In the morning tea afterwards I called one of the little kids to talk to me. He was a bit shy and his older brother came to guard him. He’s in grade 1. So I asked him if he could add up. ‘Yes’, he said. I asked him to add up 1+1, then 2+2, then 6+3 and he got them all correct. I saw him counting on his fingers. I knew that kids in grade one don’t deal in thousands so I asked him to add up 6 thousand and 3 thousand. He looked at me with his head on an angle to the side, thought for a moment and said nine thousand. So I asked him if he knew subtraction. The bigger brother said that his little brother hadn’t learnt that yet. So I told him, the older brother, to let his brother try to answer. So I asked 2-1, then 4-2, then 9-6 and he got them all correct. I then asked what if he took 4,000 from 10,000. And sharp as a tack he told me 6,000. For you and me very easy, but I thought for a grade one boy, that was excellent.
I wonder what people think and how much they understand when a church service is going on. The Indian children sat perfectly well behaved – not a noise out of place. But how much did they or any of us hear of the prayers, the songs, the preaching, the communion? I guess it will be told in the way we live our lives this week.
Please note the small skateboard under the table, in the dog picture above. It hasn’t been used for many years. The small boy seen below playing below with two of my grandchildren was run over by a train and lost both legs and an arm. We were allowed to bring him to Australia for medical help but not permitted to adopt him. He used the skateboard and the little ‘do-dad’ in front of him in the picture below to get around. He is now a University student in the USA. We still correspond but I’d love to see him face to face before I die!

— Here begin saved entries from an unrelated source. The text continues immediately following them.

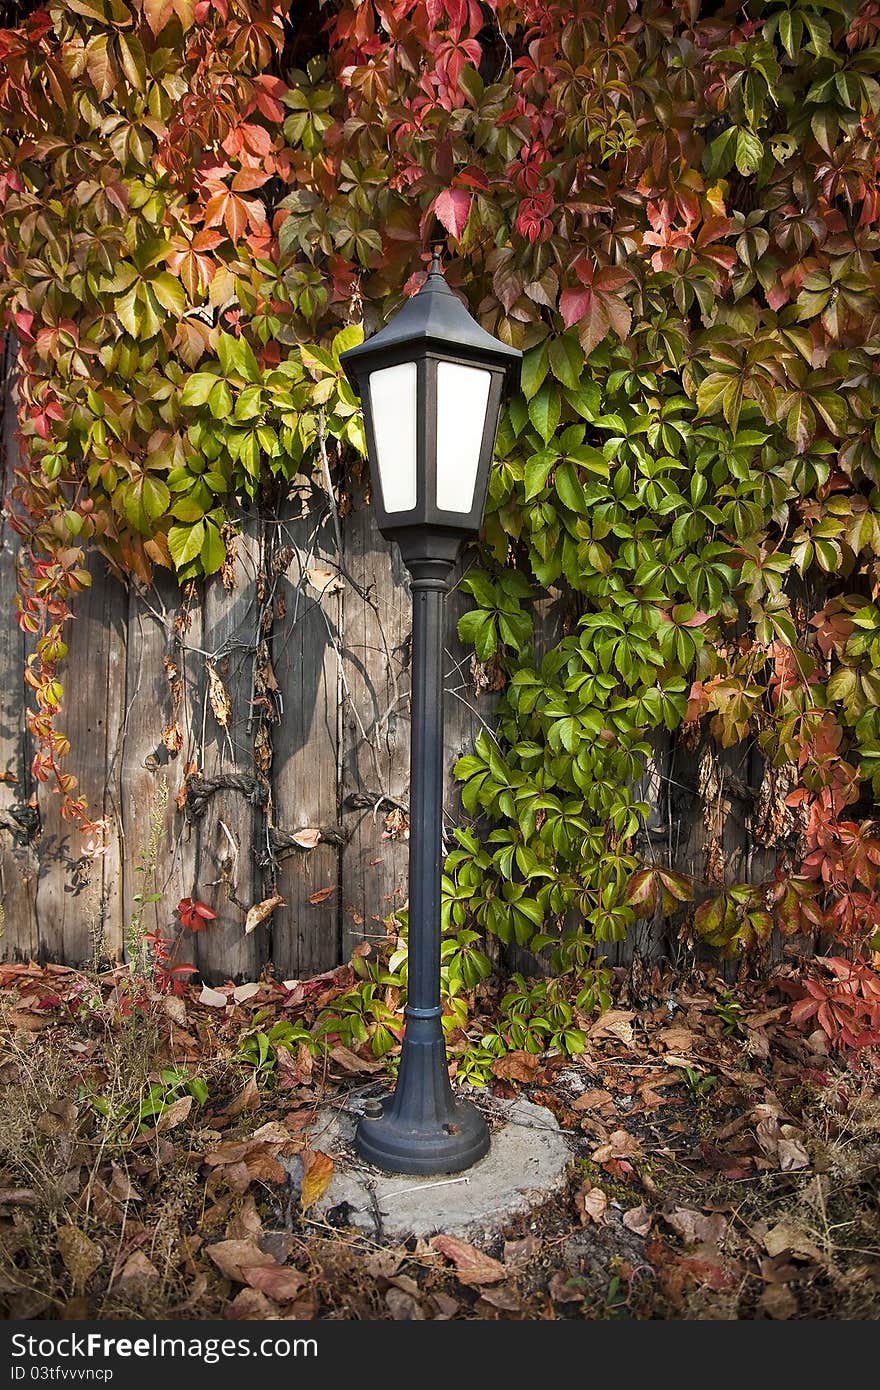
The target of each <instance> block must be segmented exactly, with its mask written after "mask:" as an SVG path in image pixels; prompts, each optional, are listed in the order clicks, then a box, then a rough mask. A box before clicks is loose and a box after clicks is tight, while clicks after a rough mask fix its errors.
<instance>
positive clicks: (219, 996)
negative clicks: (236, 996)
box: [199, 984, 227, 1009]
mask: <svg viewBox="0 0 880 1390" xmlns="http://www.w3.org/2000/svg"><path fill="white" fill-rule="evenodd" d="M199 1004H209V1005H210V1006H211V1008H213V1009H225V1006H227V997H225V994H222V992H221V991H220V990H211V987H210V986H209V984H203V986H202V994H200V995H199Z"/></svg>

He used to love sitting in front of the TV, conducting Andre Rieu as he watched a DVD.
The day I first met him he was about to be discharged to be a beggar on the streets of Ethiopia. I brought him home that evening and it was the beginning of a long friendship. He knew no English, but we had Amharic as a common language. I asked him if he had to get up to pee at night. He said ‘no’. I asked because I knew it would either mean a wet bed or me getting up to carry him to the loo. Then I asked him if he ever woke up screaming at night after the accident. I was surprised and delighted when he replied ‘There is a God in Heaven and I have left it in His hands.’ He was somewhere between 8-10. It was drizzling rain and, on a dirty road, I kept having to use the windscreen wiper and following behind other vehicles when the rain stopped I had to use the water spray jets to clean the window. I tested him when he asked where the water came from. He had never been in a car. I told him that there were two little boys under the hood and I would give them a little electric shock and they would pee for me. I kept a straight face. He looked worried for a moment and then burst out laughing. ‘Now, tell me the truth!’ I knew we would get on well, and we still do.
People can think! It’s what they do with what they’ve learned that counts!